Over the past year, platforms like YouTube, Instagram, and TikTok have been flooded with what users have started calling “AI slop”: mass-produced, algorithm-chasing videos generated in seconds with little originality or effort from a single typed prompt. While some of it is entertaining, a lot of it feels repetitive—uncanny visuals, recycled prompts, and content designed more to grab attention than to say anything meaningful.
That is where Sora comes in. When the platform first launched, it was praised for its ability to create highly realistic, cinematic videos from simple text prompts. But that same power raised concerns. If anyone can generate convincing videos instantly, what happens to creators who spend years developing their craft?
For many in the art world, Sora’s discontinuation feels like a win. Not because technology is bad, but because the balance between convenience and creativity has started to tip too far. When content becomes too easy to produce, it also becomes easier to ignore. Creativity risks being replaced by volume.
And it is not just about art, it is about trust.

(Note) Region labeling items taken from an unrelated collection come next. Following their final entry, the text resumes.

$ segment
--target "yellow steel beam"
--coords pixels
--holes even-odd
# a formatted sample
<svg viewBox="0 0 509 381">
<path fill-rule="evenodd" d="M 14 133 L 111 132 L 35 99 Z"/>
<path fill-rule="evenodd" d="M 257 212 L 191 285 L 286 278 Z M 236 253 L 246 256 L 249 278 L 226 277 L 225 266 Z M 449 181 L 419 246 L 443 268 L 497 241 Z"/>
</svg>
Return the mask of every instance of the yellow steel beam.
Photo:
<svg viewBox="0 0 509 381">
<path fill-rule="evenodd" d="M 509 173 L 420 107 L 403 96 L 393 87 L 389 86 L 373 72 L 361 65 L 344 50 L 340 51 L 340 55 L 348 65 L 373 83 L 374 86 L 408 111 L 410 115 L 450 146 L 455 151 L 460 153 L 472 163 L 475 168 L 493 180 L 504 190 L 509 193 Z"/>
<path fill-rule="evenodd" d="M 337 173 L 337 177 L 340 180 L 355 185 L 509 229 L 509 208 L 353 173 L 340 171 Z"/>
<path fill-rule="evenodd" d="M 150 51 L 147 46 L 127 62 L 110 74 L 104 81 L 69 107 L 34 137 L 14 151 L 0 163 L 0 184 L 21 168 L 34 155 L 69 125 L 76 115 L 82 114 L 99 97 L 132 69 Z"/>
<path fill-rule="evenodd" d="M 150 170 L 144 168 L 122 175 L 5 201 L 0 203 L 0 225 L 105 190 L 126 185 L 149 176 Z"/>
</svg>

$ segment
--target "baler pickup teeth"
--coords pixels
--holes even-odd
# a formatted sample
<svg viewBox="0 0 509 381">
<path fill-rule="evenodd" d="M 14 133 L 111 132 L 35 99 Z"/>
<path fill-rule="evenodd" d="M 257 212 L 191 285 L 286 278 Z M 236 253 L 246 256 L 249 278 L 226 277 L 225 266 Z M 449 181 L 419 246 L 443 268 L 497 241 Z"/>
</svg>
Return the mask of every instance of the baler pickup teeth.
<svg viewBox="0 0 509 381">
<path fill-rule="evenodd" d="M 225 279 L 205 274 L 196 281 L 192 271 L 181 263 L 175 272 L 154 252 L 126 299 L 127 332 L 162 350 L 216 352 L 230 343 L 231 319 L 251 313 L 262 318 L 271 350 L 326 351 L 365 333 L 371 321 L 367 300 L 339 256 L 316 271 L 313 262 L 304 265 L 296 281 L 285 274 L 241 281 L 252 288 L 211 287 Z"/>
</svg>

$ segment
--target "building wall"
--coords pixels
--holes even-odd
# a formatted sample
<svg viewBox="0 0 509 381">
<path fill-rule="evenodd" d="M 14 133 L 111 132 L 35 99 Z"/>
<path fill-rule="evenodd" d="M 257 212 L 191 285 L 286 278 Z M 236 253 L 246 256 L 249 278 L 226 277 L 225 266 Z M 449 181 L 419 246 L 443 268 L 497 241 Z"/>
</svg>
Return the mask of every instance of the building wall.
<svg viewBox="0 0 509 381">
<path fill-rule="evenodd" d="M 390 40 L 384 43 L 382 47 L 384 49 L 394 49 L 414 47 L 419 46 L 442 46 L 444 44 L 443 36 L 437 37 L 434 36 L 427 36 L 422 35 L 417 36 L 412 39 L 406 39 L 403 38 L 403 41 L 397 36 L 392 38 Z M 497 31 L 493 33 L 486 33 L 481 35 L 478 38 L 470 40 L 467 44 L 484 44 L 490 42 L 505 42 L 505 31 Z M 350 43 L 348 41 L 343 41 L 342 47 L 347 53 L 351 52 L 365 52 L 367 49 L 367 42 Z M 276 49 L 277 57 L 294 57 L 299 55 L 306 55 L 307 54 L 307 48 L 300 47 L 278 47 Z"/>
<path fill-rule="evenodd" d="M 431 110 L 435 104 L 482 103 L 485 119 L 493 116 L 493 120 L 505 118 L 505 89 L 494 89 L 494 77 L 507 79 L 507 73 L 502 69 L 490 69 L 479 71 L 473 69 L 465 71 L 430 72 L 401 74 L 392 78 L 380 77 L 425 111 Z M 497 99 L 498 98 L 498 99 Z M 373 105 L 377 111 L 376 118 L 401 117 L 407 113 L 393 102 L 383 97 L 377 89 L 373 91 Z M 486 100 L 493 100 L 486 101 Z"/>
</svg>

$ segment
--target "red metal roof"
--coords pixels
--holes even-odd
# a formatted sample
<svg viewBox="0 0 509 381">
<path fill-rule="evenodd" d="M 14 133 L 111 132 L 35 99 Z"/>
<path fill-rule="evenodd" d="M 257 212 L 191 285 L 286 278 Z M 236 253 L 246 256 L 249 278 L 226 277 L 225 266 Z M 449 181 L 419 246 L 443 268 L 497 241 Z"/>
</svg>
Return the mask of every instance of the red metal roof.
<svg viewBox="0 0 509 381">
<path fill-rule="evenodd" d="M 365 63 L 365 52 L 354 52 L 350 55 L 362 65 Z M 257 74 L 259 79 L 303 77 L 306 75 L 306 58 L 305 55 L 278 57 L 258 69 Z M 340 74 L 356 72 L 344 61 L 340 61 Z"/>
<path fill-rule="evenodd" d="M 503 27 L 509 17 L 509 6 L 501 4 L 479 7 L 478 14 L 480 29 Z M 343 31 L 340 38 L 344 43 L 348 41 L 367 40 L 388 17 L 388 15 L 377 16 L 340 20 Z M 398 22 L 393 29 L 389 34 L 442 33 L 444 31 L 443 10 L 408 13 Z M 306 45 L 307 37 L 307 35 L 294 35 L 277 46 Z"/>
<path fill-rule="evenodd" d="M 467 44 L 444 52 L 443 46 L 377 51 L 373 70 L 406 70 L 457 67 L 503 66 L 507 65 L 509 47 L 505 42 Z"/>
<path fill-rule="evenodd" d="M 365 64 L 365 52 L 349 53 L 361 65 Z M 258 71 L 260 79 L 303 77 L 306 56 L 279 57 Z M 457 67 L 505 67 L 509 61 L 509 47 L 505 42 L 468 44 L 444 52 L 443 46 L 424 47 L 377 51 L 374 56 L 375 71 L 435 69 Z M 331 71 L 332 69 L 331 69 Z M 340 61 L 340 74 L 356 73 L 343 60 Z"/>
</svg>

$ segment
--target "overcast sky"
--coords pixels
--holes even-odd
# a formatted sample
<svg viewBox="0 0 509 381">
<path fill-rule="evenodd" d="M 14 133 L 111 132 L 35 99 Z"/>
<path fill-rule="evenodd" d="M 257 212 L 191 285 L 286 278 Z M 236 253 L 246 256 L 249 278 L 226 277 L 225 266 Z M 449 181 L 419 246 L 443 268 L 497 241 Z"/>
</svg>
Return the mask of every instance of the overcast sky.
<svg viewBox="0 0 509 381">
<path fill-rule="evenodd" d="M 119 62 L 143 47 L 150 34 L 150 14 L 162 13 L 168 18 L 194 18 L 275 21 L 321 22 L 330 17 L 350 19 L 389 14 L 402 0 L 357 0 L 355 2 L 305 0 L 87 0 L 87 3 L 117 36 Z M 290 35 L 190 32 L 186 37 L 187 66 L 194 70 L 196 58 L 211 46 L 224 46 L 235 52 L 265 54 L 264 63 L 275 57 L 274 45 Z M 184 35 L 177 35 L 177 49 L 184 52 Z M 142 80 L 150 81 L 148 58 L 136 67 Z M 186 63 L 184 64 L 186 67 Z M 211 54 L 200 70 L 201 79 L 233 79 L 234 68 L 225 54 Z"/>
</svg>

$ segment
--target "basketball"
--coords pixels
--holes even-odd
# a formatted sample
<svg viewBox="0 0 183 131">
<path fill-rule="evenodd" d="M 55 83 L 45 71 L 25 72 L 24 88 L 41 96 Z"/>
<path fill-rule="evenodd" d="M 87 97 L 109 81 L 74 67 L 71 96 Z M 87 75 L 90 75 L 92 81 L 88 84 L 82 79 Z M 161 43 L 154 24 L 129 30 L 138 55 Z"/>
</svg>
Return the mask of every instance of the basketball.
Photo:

AI-generated videos using Sora have made it increasingly difficult to tell what is real and what is not. Deepfakes (hyper-realistic, but fake, videos) have already been used to spread misinformation and manipulate public perception. In extreme cases, governments have had to respond to or debunk AI-generated media circulating online. For example, a fake video was created of Volodymyr Zelenskyy telling Ukrainian troops to surrender to Russia, and even in U.S. elections, an AI-generated voice of Joe Biden was used in robocalls to discourage voting. Beyond politics, scammers have used AI-generated voices to impersonate conglomerate executives or family members, costing victims large sums of money. Celebrities such as Taylor Swift and Tom Hanks have also been used in fake ads without consent, and non-consensual manipulation content has become a growing issue online. When videography, something humans have always relied on as “proof,” can no longer be trusted, it creates a serious problem.
Sora’s shutdown sends a message: not everything that can be created should be mass-produced without limits. It opens the door for a reset where platforms, creators, and audiences start valuing originality again.
Regardless, that reset depends on us, too. If audiences continue to reward low-effort, AI-generated content with views and shares, the cycle will never end. Algorithms do not care about quality; they care about engagement. What society chooses to watch, like, and share shapes what people see next.
The discontinuation of Sora is not the end of AI content. However, it may be the beginning of a shift away from endless, automated slop and back toward something more intentional. After all, the most meaningful art does not come from a prompt; it comes from a person.